A briga entre os dois começou devido à tumultuada sessão do Conselho de Ética, que julgou a representação do PL contra Janones pela prática da “rachadinha”, quando parte dos salários dos servidores do gabinete é repassada ao parlamentar.
Após o colegiado encerrar o caso por 12 votos a cinco, deputados que apoiavam o ex-presidente Jair Bolsonaro (PL) e a base de Lula começaram a trocar insultos e provocações. Janones chamou os parlamentares de “boiola” – inclusive Nikolas – e os chamou de “para conversar lá fora”.
Quando a situação se agravou, a ponto de a Polícia Legislativa Federal precisar separar os parlamentares, Janones foi retirado da sala, mas Nikolas o seguiu pelos corredores da Câmara.
“Você é um preguiçoso, você é um mentiroso. Seu pedaço de merda. Vamos lá fora então, eu quero ver”, disse Nikolas. “Vamos, só nós dois. Tira a turma, tira a turma, tira a turma. Vagabundo, idiota, toma no cu, Bandido. Somos só nós dois. Vem cá”, respondeu Janones .
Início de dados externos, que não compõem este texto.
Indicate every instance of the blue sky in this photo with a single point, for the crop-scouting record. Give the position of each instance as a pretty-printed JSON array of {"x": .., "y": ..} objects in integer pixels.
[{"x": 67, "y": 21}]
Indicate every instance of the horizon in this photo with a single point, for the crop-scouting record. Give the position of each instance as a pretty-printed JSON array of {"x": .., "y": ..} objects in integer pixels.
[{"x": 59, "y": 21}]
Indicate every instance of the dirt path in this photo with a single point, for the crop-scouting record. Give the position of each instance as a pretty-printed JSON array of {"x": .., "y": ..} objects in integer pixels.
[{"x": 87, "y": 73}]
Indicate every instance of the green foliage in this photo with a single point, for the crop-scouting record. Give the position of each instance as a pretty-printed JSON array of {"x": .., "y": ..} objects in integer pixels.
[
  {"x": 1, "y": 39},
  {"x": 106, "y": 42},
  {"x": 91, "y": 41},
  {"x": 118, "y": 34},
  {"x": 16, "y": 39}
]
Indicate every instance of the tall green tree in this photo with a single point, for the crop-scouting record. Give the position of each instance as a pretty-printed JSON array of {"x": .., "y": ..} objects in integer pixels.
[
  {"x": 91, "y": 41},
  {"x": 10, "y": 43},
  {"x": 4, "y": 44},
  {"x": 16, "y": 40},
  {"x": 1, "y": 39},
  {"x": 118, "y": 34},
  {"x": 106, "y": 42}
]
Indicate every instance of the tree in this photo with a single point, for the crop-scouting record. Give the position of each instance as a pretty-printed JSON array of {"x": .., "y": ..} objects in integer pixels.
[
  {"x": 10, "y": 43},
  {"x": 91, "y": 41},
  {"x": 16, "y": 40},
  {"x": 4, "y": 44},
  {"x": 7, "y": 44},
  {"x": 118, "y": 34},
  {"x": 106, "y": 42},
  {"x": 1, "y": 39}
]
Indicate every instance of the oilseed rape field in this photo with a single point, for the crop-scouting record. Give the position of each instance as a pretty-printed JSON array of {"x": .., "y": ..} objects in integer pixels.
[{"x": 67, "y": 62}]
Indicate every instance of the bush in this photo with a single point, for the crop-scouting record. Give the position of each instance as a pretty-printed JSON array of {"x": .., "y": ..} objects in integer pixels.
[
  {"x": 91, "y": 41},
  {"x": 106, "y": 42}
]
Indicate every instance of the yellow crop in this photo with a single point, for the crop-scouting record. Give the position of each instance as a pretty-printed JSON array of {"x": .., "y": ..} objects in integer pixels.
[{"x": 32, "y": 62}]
O deputado federal Jack Rocha (PT-ES) foi uma das outras pessoas que atuou para separar os dois. “Vamos, toc, toc, ‘rachadinha’”, continuou Nikolas. “Garoto golpista. Enfia na sua bunda, garoto. Vou dar um soco na sua cara, seu idiota”, ameaçou Janones.
“É muito fácil. Está funcionando. Venha aqui, seu idiota”, continuou Janones. “Você é um mentiroso. Isso é o que você é. Seu lixo”, rebateu Nikolas.
Janones também teve um confronto com outro deputado de Bolsonaro na saída do Conselho de Ética. Desta vez, foi o deputado Zé do Trovão quem quis atacar o político mineiro.